La ergonomía es correcta. Los puños ajustan sin estrangular y el largo de la chaqueta cubre la zona lumbar, protegiendo una zona crítica cuando llevas mochila o cinturón de trabajo. No he notado puntos de fricción molestos tras ocho horas de uso continuado.
Puntos fuertes y aspectos mejorables
Puntos fuertes:
- Relación calidad-funcionalidad: Para su segmento de precio, ofrece un conjunto equilibrado de abrigo, resistencia y estética táctica que no es fácil de encontrar.
- Bolsillos funcionales: El acceso con guantes y la capacidad de los bolsillos exteriores son un acierto de diseño que se agradece en campo.
- Corte M65 probado: La silueta permite capas debajo sin restrictir movimiento, y el cuello alto aporta protección real contra el viento.
- Camuflaje efectivo: Se integra bien en entornos de bosque y monte bajo, útil para caza y actividades donde la discreción visual importa.
Aspectos mejorables:
- Ausencia de tratamiento DWR: Un acabado repelente al agua básico mejoraría enormemente la versatilidad de la prenda sin encarecerla de forma significativa.

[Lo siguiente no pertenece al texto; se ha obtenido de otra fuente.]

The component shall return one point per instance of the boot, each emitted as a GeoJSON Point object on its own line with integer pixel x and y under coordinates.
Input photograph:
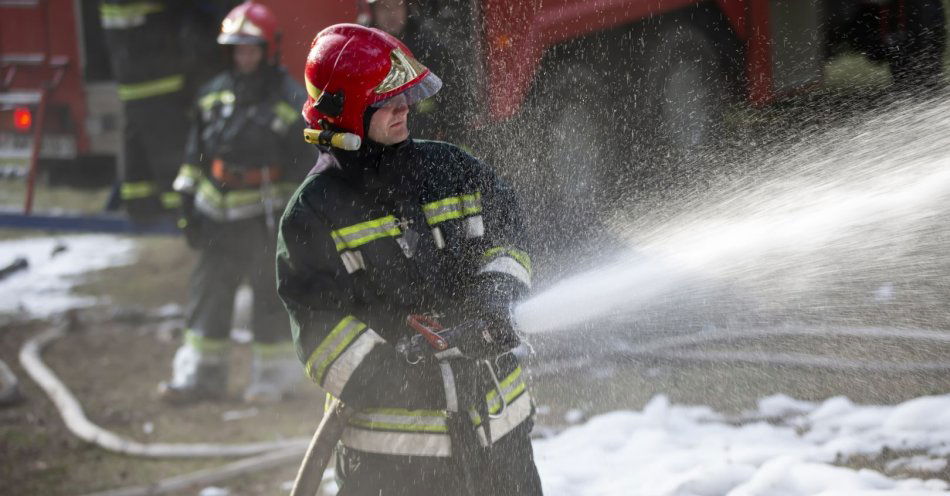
{"type": "Point", "coordinates": [196, 375]}
{"type": "Point", "coordinates": [275, 371]}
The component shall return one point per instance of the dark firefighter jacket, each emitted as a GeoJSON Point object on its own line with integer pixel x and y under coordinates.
{"type": "Point", "coordinates": [161, 47]}
{"type": "Point", "coordinates": [375, 235]}
{"type": "Point", "coordinates": [244, 156]}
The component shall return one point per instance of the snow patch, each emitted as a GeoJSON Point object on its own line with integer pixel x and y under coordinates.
{"type": "Point", "coordinates": [42, 289]}
{"type": "Point", "coordinates": [673, 450]}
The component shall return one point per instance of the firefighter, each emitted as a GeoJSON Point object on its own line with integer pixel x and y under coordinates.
{"type": "Point", "coordinates": [433, 37]}
{"type": "Point", "coordinates": [159, 51]}
{"type": "Point", "coordinates": [243, 159]}
{"type": "Point", "coordinates": [398, 227]}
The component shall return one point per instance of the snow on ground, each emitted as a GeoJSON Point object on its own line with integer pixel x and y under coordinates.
{"type": "Point", "coordinates": [693, 451]}
{"type": "Point", "coordinates": [43, 288]}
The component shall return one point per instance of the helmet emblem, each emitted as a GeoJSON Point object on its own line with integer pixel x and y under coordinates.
{"type": "Point", "coordinates": [403, 69]}
{"type": "Point", "coordinates": [240, 25]}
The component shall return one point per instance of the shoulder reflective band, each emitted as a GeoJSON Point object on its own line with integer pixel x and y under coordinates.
{"type": "Point", "coordinates": [127, 16]}
{"type": "Point", "coordinates": [336, 358]}
{"type": "Point", "coordinates": [149, 89]}
{"type": "Point", "coordinates": [512, 387]}
{"type": "Point", "coordinates": [453, 207]}
{"type": "Point", "coordinates": [138, 190]}
{"type": "Point", "coordinates": [359, 234]}
{"type": "Point", "coordinates": [170, 200]}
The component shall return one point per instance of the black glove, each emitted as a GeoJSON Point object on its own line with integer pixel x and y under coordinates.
{"type": "Point", "coordinates": [492, 304]}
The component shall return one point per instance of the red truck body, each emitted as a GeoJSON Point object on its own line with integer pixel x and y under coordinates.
{"type": "Point", "coordinates": [43, 44]}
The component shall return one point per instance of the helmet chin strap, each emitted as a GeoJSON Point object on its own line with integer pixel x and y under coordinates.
{"type": "Point", "coordinates": [344, 141]}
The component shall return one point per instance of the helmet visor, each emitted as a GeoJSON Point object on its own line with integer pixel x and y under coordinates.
{"type": "Point", "coordinates": [239, 39]}
{"type": "Point", "coordinates": [427, 87]}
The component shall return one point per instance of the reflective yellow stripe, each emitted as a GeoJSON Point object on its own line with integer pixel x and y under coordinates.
{"type": "Point", "coordinates": [400, 419]}
{"type": "Point", "coordinates": [443, 210]}
{"type": "Point", "coordinates": [520, 256]}
{"type": "Point", "coordinates": [224, 96]}
{"type": "Point", "coordinates": [453, 207]}
{"type": "Point", "coordinates": [138, 190]}
{"type": "Point", "coordinates": [130, 10]}
{"type": "Point", "coordinates": [285, 112]}
{"type": "Point", "coordinates": [339, 338]}
{"type": "Point", "coordinates": [359, 234]}
{"type": "Point", "coordinates": [152, 88]}
{"type": "Point", "coordinates": [204, 344]}
{"type": "Point", "coordinates": [512, 386]}
{"type": "Point", "coordinates": [171, 200]}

- El acolchado podría ser más técnico: Un relleno sintético de mayor gramaje o con mejor relación calor-peso elevaría el rendimiento en temperaturas por debajo de cero.
- Falta de bolsillos interiores: Para guardar documentos, navaja o baterías con protección adicional contra el frío, un par de bolsillos internos serían un añadido valioso.
Veredicto del experto
Esta chaqueta acolchada M65 con camuflaje es una prenda honesta que cumple lo que promete: abrigo resistente para jornadas de frío en actividades al aire libre. No pretende ser una chaqueta de expedición polar ni un shell impermeable de alta montaña, y juzgarla por esos parámetros sería injusto.

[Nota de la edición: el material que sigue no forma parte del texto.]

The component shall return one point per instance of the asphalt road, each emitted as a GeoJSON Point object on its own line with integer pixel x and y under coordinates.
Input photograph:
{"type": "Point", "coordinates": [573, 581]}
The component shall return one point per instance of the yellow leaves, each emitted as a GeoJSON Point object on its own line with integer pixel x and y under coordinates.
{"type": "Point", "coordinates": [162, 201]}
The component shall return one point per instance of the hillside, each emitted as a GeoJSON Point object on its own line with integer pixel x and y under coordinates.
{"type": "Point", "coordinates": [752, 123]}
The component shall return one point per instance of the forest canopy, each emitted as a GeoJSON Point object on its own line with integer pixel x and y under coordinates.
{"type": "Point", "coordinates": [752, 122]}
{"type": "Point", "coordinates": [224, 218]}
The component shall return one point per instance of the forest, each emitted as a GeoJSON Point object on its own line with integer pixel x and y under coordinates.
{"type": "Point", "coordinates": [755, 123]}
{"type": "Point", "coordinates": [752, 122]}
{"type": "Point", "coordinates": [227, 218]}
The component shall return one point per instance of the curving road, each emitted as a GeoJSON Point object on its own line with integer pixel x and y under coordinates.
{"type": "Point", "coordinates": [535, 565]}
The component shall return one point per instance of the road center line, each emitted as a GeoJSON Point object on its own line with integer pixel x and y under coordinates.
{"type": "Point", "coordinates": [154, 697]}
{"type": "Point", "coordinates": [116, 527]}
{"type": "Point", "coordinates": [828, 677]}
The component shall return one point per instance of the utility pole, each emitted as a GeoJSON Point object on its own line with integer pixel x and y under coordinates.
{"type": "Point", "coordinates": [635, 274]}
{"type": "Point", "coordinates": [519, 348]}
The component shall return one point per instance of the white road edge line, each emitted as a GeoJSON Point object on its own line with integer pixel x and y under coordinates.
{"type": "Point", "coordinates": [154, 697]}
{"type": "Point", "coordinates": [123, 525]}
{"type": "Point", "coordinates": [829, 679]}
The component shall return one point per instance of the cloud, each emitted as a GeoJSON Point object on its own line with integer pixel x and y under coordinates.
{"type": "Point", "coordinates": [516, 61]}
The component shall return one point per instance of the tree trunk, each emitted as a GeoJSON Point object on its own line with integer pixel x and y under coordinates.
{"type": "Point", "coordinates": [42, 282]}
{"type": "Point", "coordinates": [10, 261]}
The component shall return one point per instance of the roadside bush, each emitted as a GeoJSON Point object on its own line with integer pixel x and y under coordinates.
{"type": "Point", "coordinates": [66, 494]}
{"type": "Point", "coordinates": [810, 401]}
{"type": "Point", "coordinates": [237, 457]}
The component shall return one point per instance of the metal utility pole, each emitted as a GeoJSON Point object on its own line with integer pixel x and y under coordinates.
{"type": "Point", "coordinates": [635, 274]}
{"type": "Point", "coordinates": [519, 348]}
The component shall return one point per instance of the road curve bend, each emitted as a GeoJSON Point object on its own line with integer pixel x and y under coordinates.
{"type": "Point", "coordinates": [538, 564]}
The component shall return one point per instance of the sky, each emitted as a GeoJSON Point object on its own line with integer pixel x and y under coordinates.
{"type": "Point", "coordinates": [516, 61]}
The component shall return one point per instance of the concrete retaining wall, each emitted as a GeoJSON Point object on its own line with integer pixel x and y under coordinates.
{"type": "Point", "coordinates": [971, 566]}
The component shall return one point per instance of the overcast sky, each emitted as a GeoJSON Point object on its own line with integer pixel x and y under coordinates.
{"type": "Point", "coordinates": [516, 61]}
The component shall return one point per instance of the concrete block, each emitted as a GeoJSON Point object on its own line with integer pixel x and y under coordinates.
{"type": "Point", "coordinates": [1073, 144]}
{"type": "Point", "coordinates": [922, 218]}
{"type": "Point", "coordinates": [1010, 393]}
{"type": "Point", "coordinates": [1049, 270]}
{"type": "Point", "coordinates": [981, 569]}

Para cazadores, excursionistas de invierno y trabajadores de exterior que operan en climas secos o con precipitaciones esporádicas, es una opción sólida y bien resuelta. Su mayor virtud es la coherencia entre diseño, materiales y función. Si la combinas con un sistema de capas sensato (primera capa térmica, esta chaqueta como capa intermedia-abrigo, y una capa impermeable externa cuando el tiempo apriete), tendrás un conjunto fiable para la mayor parte del invierno en la península.

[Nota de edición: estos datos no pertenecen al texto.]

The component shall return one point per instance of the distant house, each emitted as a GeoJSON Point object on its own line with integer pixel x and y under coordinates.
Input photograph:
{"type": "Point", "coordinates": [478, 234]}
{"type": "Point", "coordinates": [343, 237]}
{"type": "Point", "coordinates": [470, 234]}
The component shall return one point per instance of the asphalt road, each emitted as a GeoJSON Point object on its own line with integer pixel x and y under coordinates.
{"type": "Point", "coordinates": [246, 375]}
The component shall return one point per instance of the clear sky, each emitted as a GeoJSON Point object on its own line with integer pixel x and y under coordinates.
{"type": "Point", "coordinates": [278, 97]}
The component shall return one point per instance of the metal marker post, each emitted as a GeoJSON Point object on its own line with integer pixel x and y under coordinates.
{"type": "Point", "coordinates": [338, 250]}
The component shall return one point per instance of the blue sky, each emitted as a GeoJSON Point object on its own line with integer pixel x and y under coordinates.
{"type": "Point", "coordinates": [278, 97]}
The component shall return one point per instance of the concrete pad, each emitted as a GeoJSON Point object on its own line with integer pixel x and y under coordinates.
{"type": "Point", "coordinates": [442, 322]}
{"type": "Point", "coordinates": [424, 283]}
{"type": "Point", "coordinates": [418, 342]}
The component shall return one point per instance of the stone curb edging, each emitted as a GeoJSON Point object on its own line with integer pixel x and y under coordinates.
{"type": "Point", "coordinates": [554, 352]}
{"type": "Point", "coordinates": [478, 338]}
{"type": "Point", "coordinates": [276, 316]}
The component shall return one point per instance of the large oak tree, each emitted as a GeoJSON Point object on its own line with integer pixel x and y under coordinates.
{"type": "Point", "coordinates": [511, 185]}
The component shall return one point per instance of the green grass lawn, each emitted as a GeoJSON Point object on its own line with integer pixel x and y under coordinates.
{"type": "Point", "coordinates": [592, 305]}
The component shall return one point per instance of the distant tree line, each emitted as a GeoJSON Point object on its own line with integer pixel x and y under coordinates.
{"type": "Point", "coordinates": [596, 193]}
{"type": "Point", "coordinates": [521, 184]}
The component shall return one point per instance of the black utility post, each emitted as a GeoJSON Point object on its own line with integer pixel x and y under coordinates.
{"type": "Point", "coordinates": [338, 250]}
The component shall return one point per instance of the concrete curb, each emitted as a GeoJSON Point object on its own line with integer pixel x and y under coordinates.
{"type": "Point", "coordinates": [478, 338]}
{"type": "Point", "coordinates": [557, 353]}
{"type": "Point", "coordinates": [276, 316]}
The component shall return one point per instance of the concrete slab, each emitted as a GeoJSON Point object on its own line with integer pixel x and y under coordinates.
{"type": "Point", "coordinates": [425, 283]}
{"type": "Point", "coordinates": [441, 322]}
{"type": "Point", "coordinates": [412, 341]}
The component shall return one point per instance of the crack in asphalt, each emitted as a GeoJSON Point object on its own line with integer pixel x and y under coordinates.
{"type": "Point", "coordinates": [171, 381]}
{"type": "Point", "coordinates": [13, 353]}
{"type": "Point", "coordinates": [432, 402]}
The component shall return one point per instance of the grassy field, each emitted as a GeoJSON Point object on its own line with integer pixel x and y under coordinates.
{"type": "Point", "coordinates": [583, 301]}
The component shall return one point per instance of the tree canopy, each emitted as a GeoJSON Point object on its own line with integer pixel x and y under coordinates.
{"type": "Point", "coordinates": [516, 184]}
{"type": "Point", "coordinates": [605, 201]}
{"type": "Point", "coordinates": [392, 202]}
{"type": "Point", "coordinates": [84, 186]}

Un consejo de mantenimiento: lava siempre a temperatura baja como indica el fabricante, evita la secadora y, si quieres alargar la vida del acolchado, almacena la chaqueta colgada y nunca comprimida durante el verano. El algodón tiende a compactarse si se guarda doblado durante meses, y perderás parte del volumen que te da el aislamiento.